Improving The Shader Units
In Nvidia's own words '...the SM scheduler architecture and algorithms have been rewritten to be more intelligent and avoid unnecessary stalls, while further reducing the energy per instruction required for scheduling.' The statement is a tacit understanding that Kepler's scheduler was likely overloaded and not entirely efficient when arbitrating between 192 cores.
Take a peek at the SMM block (right) and Nvidia's realised it makes sense to split each SMM unit into, effectively, four sub-SM units. Each SMM now has four instruction buffers, register files, dispatch units and schedulers, compared to one larger version for Kepler, and doing so saves die space and power.
The 32 cores per sub-SM units is no accident. Unlike Kepler, these align perfectly to the way in which instructions are grouped into 32-thread warps and scheduled through the cores, again reducing obvious inefficiencies and increasing symmetry.
Just like the GTX 750 Ti, Nvidia has now combined the texture and L1 caches into one (in contrast to Kepler) and 96KB of per-SMM shared memory is now separate. Saving more die space, the ratio between cores and texture units now runs at 16:1, down from 12:1 on Kepler. This is why Maxwell has far fewer texturing units than Kepler.
There's more to it than just this alone, as well, as Nvidia removes a chunk of scheduling from the hardware and moves it over to software (GeForce driver), thus following Maxwell's mantra of saving space, reducing power and increasing efficiency.

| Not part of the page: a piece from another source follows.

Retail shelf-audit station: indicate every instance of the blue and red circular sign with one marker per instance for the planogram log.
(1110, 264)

Efficiency also means improved performance, as Maxwell's cores can be kept fuller and do more work than Kepler's, so merely looking at a shader-to-shader count is misleading. Nvidia claims that each Maxwell core, by dint of a wide range of improvements, offers 1.4x the performance of Kepler. Expressed roughly, 2,048 Maxwell cores are worth the same as GTX 780 Ti's 2,880 in Nvidia speak.

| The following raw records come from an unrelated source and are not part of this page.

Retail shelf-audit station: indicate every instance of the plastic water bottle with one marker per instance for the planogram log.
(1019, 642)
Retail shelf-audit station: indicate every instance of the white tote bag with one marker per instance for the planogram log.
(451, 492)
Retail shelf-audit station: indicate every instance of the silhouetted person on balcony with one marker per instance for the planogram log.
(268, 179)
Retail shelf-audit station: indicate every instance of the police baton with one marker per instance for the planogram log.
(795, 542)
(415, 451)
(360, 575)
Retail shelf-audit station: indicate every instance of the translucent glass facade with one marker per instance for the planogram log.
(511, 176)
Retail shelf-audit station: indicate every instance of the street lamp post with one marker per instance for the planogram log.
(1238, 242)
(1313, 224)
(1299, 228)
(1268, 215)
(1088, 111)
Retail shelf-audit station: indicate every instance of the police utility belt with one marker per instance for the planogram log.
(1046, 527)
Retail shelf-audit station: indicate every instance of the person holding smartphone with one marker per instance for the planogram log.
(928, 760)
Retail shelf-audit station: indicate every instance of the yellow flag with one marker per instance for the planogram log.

Yet it isn't all positive news. The way in which the SMM units are built means that each 128-core section contains four double-precision (DP) units. DP workloads execute at 1/32nd of the speed of SP, down from the 1/24th on Kepler. This fact is worth knowing if DP performance matters to you.
Putting Transistors In The Right Place
GeForce GTX 980 needs some more magic if it is to overhaul the bigger-die GTX 780(Ti). Good architecture design requires removing bottlenecks, so while texturing output has seen a chop, the render outputs (ROPs) - used to handle AA and masses of pixels - have been doubled, from 32 to 64. Maxwell puts transistors where newer games engines stall older GPUs. And appreciating these GPUs are likely to be run at high resolutions and image-quality settings, Nvidia equips both high-end Maxwell cards with a 4GB framebuffer.
Memory bandwidth is also a key component of overall performance. The on-paper specs, once again, make for decidedly average reading. GTX 980 has a 256-bit pathway connected to 7Gbps GDDR5 memory, which provides significantly lower bandwidth than, you guessed it, the GTX 780-series.
Nvidia uses a narrower bus to save on die space and power - can you see ongoing theme here? Getting around the obvious shortfall, particularly when memory is the bottleneck, GTX 980/970 quadruple the L2 cache, from 512KB to 2,048KB. More on-GPU cache costs in terms of transistors, of course, but more than pays its way by reducing the need to burn power when lighting up external RAM. Keeping work on the GPU speeds up performance, too.
Colour Me Up
Having more on-chip cache only gets you so far; a 256-bit bus remains too narrow for a high-end card. All modern GPUs use some form of lossless compression to minimise the amount of data written out to memory, saving power and keeping performance high. Colour compression, as the name suggests, examines a frame and determines how many 4x2-pixel regions share the same colour. If they're exactly the same, they can be compressed on an 8:1 basis. If not, lower compression is considered.
Then there's delta colour compression which examines blocks of pixels and evaluates the difference between the two. Similar blocks have fewer differences and therefore less data needs to be written out across the bus. Algorithms manage how this compression/block similarity is processed.
Maxwell's larger cache and use of a third-generation delta colour-compression engine, which offers more means to compress the colour component of similar blocks, enables the new GPUs to reduce the amount of memory bandwidth required when compared to Kepler.
Nvidia says Maxwell can reduce the memory transactions by approximately 25 per cent. Putting it another way, memory would need to run at 9.3Gbps on a Kepler GPU to match the performance of the 7Gbps present on Maxwell. This is why the 256-bit memory bus isn't a huge concern on the GTX 980; real-word bandwidth is over 300GB/s, not the 224GB/s shown on the spec table.